In some participants with cystic fibrosis (CF), the disease is caused by a nonsense mutation (premature stop codon) in the gene that makes the cystic fibrosis transmembrane regulator (CFTR) protein. Ataluren has been shown to partially restore CFTR production in animals with CF due to a nonsense mutation. The main purpose of this study is to understand whether ataluren can safely increase functional CFTR protein in the cells of participants with CF due to a nonsense mutation.

Detailed Description

In this study, participants with CF due to a nonsense mutation will be treated with a new investigational drug called ataluren.

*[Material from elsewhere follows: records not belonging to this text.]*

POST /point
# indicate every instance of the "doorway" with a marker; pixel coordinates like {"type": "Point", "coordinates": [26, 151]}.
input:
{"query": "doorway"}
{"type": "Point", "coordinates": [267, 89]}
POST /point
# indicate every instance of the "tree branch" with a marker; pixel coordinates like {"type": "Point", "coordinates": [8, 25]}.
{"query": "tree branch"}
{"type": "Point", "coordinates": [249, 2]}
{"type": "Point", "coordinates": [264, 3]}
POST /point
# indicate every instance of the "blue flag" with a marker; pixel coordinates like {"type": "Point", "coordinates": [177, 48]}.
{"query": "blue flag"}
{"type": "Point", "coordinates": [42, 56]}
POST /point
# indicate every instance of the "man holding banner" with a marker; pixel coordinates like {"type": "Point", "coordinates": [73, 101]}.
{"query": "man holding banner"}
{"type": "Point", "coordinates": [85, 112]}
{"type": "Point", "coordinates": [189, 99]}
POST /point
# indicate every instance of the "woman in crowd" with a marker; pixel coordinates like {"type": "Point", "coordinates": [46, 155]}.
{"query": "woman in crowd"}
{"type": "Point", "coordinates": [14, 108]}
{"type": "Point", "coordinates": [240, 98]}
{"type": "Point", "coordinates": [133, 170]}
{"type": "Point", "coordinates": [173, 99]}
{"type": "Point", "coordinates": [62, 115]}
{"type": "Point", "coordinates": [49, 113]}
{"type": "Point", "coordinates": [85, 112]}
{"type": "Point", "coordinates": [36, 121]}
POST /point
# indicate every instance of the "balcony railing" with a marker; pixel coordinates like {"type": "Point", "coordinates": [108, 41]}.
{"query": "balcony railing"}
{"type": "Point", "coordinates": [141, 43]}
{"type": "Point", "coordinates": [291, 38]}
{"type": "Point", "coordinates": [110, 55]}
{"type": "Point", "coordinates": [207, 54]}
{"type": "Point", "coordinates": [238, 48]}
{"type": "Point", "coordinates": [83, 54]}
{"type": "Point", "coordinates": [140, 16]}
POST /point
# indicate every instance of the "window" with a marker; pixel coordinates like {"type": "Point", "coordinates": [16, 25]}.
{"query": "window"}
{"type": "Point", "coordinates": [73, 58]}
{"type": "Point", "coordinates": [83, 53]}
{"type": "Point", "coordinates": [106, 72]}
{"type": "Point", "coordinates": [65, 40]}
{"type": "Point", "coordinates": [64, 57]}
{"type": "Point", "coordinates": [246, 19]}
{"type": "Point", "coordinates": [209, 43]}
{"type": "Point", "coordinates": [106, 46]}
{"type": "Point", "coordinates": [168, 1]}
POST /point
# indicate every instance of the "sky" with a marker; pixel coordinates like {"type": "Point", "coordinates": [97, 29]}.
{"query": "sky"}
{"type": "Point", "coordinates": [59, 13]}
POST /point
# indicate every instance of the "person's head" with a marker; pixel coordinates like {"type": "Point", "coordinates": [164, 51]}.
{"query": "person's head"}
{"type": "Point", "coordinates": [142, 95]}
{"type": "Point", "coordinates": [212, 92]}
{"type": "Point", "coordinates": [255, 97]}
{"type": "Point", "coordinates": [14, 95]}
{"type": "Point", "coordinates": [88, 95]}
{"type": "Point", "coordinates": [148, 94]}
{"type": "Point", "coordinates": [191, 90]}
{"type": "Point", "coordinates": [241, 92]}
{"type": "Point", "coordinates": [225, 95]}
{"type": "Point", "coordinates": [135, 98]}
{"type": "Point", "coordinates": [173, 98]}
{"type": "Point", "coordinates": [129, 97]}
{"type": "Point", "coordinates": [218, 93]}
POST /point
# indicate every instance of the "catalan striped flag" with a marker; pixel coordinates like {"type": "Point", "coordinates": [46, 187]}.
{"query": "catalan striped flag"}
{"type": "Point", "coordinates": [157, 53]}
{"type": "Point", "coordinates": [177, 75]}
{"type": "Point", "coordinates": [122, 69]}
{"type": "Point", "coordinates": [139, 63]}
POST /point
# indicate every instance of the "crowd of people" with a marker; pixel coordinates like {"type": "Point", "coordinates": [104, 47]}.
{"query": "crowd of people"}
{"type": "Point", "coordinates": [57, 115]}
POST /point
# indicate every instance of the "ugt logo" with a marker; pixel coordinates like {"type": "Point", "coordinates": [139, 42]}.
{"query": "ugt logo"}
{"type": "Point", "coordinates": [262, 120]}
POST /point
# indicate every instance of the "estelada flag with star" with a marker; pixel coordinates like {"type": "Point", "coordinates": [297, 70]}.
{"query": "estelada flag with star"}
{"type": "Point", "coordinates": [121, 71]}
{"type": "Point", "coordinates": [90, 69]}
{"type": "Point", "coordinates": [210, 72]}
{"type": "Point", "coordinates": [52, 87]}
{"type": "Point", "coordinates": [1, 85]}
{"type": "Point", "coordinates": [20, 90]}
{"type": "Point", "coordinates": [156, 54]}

Evaluation procedures to determine if a participant qualifies for the study will be performed within 21 days prior to the start of treatment. Eligible participants who elect to enroll in the study will then participate in two 28-day treatment and follow-up periods (56 days total). There will be a 2-night stay at the clinical research center at the beginning and at the end of each 14 days of ataluren treatment, which means that there will be four 2-night stays at the clinical research center during the study.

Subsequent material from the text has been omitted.